What Is Driving The Destruction Of The Rainforests?
- Logging timber- furniture, building materials, and other wood products.
- Fuel wood- One single steel-making plant alone in Brazil uses millions of tons of wood each year to produce charcoal.
- Paper- 200 million tons of wood from the rainforests are used each year to make paper.
- Cattle farming- Rainforests are being torn down so that cattle can be raised. Farmers operate at a loss and only survive because of government subsidies. So governments are encouraging rainforest deforestation. According to the Rainforest Action Network, 55 sq. feet of a rainforest is destroyed to make one hamburger.
It’s Up To Us To Make A Difference
I remember watching a video in elementary school about saving the rainforest. I specifically remember thinking to myself, “I don’t have to try to save the rainforests. There are all kinds of environmental protection groups that focus on that and people wouldn’t let it get out of hand like that. Environmentalists would never let it happen and no one would destroy the rainforest beyond being repairable anyway.” Now that I’m older I know just how wrong I was. That’s a naïve way of looking at it. I presume that is the way many people still think of it today, until they realize that we are the ones responsible for making sure it doesn’t happen.
I’m important we all remember the rainforests and acknowledge their role on this planet with us. We’ve all heard of the “butterfly effect,” right? The butterfly effect is when one small change in a complex system can make a huge difference somewhere else. Well, destroying our land and other species at unprecedented rates will surely impact the us all in some way; and it won’t be good.
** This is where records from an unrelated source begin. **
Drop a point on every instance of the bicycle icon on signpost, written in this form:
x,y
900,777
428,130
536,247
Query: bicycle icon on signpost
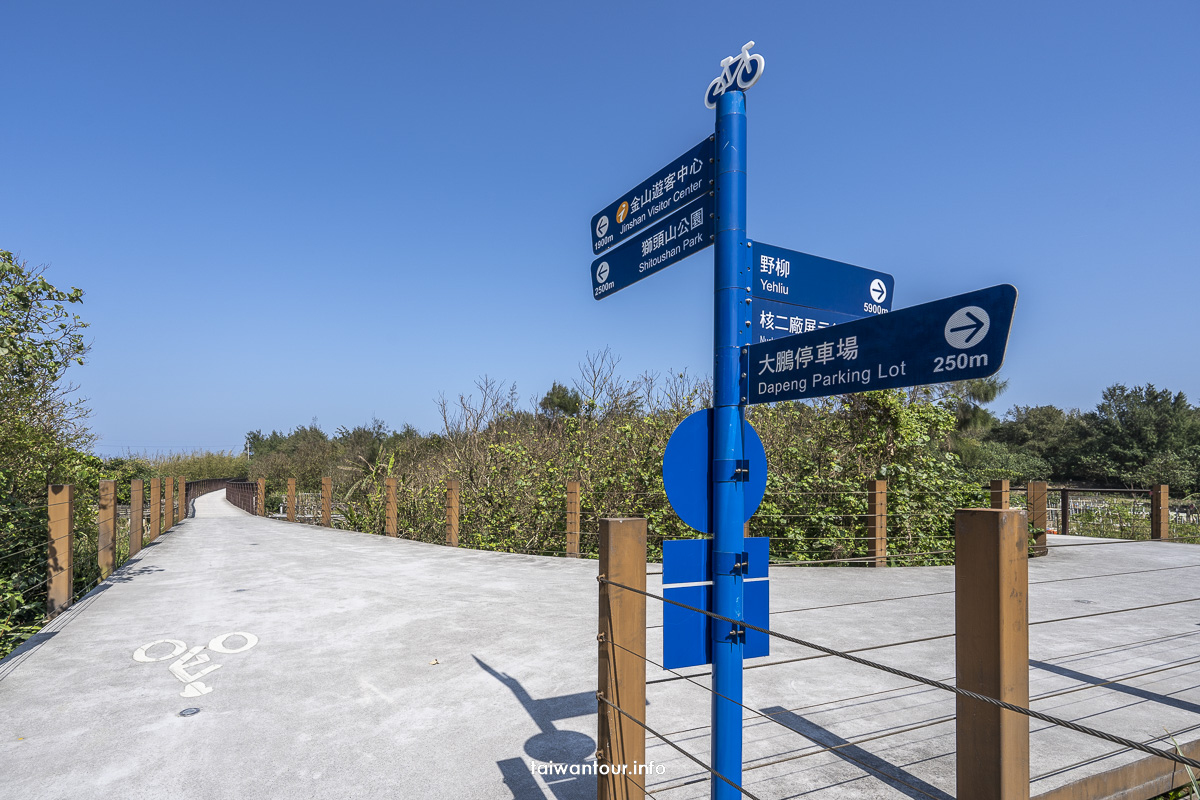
x,y
744,70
The best way to help save the rainforests is to make it financially beneficial to do so. From buying recycled paper to using less paper; from eating less meat to spreading awareness, we are all doing our part. One of the best things we can do to save the rainforests are to buy foods and herbs from the rainforests, such as cacao, acai berry, and pau d’ arco.
- The rainforests are one of our most precious resources that took tens of thousands of years to develop.
- Commonly referred to as the “lungs of the Earth,” the rainforests purify and produce oxygen for us.
- Rainforests have the most biodiversity of all places on earth. They’re a habitat for more than half of all species, including human tribes.
- More than any other place, the rainforests is likely to hold the keys to the medicines of the future.
- At our current rate of destruction, the rainforests may be all gone in less than 40 years.
- Save the rainforest by refusing to buy rainforest paper and meat; instead buy rainforest foods and herbs.